Les empires occidentaux ont miné ou détruit tous les États arabes souverains, laïcs et modernes
au nom des droits de l’Homme et de la lutte contre les dictateurs.
Résultat : l’Etat irakien de Saddam a été remplacé par une entité
défaillante assistée par des milices confessionnelles. L’Afghanistan
laïc s’est transformé en polygone de tirs pour les seigneurs de guerre
et les drones américains. Les ruines de la Libye débarrassée de Kadhafi
servent de décor pour une guerre entre clans et tribus. Quiconque
connaît la fragilité de ces pays en l’absence d’un Etat peut aisément
anticiper le scénario catastrophe. Avec la multiplication des fronts
djihadistes de par le monde, on peut aujourd’hui parler d’une apocalypse de longue durée.
La Belgique, comme la France, a développé une politique de
harcèlement, de diabolisation, de mépris et de racisme vis-à-vis de la
communauté musulmane. Comment protéger cette dernière d’éventuelles
représailles d’extrémistes de droite, selon vous ?

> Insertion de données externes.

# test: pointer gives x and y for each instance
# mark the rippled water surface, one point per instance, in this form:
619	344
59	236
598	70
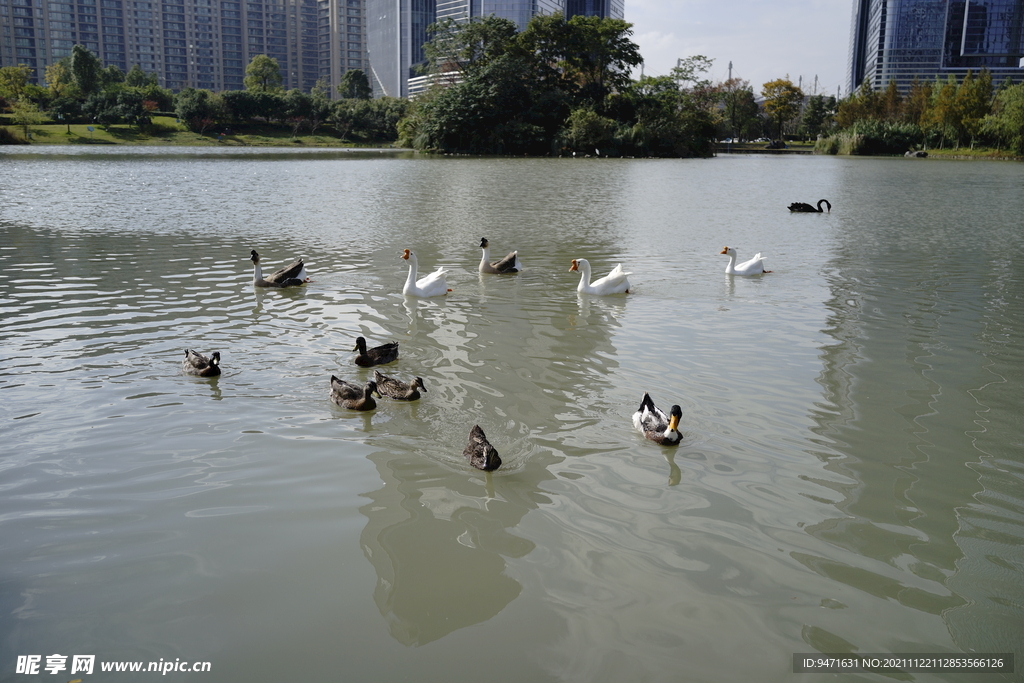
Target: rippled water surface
851	477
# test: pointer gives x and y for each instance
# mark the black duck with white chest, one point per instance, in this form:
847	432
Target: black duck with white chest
803	207
291	275
353	396
479	453
393	388
197	365
378	355
508	264
655	425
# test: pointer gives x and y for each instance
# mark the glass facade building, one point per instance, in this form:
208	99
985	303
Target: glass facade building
397	30
907	40
189	43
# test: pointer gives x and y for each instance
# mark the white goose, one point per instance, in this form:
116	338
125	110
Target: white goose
753	267
613	283
427	286
510	263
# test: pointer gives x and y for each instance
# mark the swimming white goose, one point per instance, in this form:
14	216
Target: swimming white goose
200	366
510	263
753	267
613	283
392	388
290	275
353	396
655	425
427	286
479	453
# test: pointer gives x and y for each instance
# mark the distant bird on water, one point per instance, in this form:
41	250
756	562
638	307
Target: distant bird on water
199	366
479	453
290	275
508	264
803	207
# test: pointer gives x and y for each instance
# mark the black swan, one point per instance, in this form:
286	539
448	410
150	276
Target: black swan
802	207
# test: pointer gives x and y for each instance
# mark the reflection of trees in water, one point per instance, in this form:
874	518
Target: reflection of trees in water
436	534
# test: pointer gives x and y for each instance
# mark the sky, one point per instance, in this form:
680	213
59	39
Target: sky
764	39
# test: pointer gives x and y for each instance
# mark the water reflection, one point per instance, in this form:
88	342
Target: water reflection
907	381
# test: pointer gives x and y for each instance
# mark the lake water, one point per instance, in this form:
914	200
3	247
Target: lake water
851	477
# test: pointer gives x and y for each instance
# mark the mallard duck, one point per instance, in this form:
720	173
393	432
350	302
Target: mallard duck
200	366
655	425
753	267
803	207
613	283
353	396
508	264
427	286
392	388
377	355
479	452
291	275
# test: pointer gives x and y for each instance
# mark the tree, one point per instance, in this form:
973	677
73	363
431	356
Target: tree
354	85
459	46
1006	123
25	113
66	109
199	109
263	75
86	70
59	79
973	102
600	55
13	81
782	100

En cultivant l’unité entre musulmans et non-musulmans. Dans la foulée
des attentats de Bruxelles, des milliers de musulmans se sont engagés
corps et âmes dans la campagne citoyenne d’entraide avec les victimes
des attentats, qui en servant de chauffeur, qui en ouvrant sa porte, qui
en ouvrant son cœur. Ce sursaut citoyen qui s’est exprimé dans les rues
de Bruxelles est la meilleure réponse à donner aux ennemis du genre
humain, qu’ils se réclament de l’islam ou de l’anti-islam.